Gaffar Okkan'ın görev yaptığı sırada bu durumun düzelmişti. O bu kötü dönemden kalan polis imajını değiştirerek, polise çağdaş bir imaj getirmişti.
"Onun ölüm haberi gelince, hiçbir organizasyon olmadan sağcısı, solcusu, İslamcısı herkes, cenaze kendi evinden çıkmışçasına sokaklara döküldü. Diyarbakır halkı ilk kez teröre böyle tepki verdi.
"Gaffar Okan, Hizbullah'ı çökerten adamdır. Hizbullah Örgütü'nün panikle yaptığı bu çılgınca eylem, aslında bitmişliğinin göstergesidir. Bunlar Hizbullah'ın son çırpınışlardır.
" Halk geçmişte, Hizbullah'ın PKK'ye karşı yaptığı şiddet eylemlerinin devlet tarafından desteklendiğini düşünüyordu, ancak aynı halk bugün Hizbullah'ın belini kıran Gaffar Okkan'a sahip çıktı.

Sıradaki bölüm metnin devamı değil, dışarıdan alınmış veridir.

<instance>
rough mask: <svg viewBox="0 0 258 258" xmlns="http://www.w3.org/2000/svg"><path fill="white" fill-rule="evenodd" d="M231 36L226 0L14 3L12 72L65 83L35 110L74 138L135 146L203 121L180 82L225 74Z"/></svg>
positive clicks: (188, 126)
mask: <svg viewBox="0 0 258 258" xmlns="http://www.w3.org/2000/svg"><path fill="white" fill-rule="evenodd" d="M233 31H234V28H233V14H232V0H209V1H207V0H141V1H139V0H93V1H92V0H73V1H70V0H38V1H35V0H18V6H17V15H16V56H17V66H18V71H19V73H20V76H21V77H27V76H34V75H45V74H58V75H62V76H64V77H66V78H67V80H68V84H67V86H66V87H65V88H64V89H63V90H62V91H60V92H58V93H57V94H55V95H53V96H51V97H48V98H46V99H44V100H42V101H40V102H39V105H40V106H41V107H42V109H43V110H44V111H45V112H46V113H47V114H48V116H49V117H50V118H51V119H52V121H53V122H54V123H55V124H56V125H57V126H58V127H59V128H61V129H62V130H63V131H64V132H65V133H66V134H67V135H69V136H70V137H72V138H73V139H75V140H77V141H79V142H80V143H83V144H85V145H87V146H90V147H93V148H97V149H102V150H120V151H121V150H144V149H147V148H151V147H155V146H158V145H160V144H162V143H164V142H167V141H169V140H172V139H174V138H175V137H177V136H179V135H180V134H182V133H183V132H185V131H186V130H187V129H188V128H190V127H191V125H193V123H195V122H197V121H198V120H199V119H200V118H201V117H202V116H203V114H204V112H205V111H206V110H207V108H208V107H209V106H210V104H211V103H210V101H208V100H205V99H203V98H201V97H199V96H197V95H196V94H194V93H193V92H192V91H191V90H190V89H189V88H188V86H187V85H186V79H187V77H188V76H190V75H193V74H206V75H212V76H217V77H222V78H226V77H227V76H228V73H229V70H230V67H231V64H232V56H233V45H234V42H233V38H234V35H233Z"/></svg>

O, mert, açıksözlü ve yürekli bir halk adamıydı. Bu olaydan sonra Diyarbakır halkı, ister PKK'den, ister Hizbullah'tan, isterse devlet için kümelenmiş çetelerden gelsin, şiddete ve teröre karşı birarada olacaktır."
Hasan Kalender (Diyarbakır DSP İl Başkanı):
"Daha önce, bu kentte halkla polis barışık değildi. O, polisle halkı barıştırdı, biraraya getirdi. Polisi halka sevdirdi. Diyarbakır halkı, 20 yıldır böyle şey görmemişti.
"Onun ölümü Diyarbakır için çok büyük bir kayıptır. Korkarım ki, Diyarbakır, huzur güven bakımından 10 yıl geriye gidecektir.Kentteki huzura gölge düştü. Onun bir gün böyle öldürüleceği aklımın ucundan geçmezdi. Kendini koruma ihtiyacı duymadan, halkın içinde çok serbest dolaşan biriydi."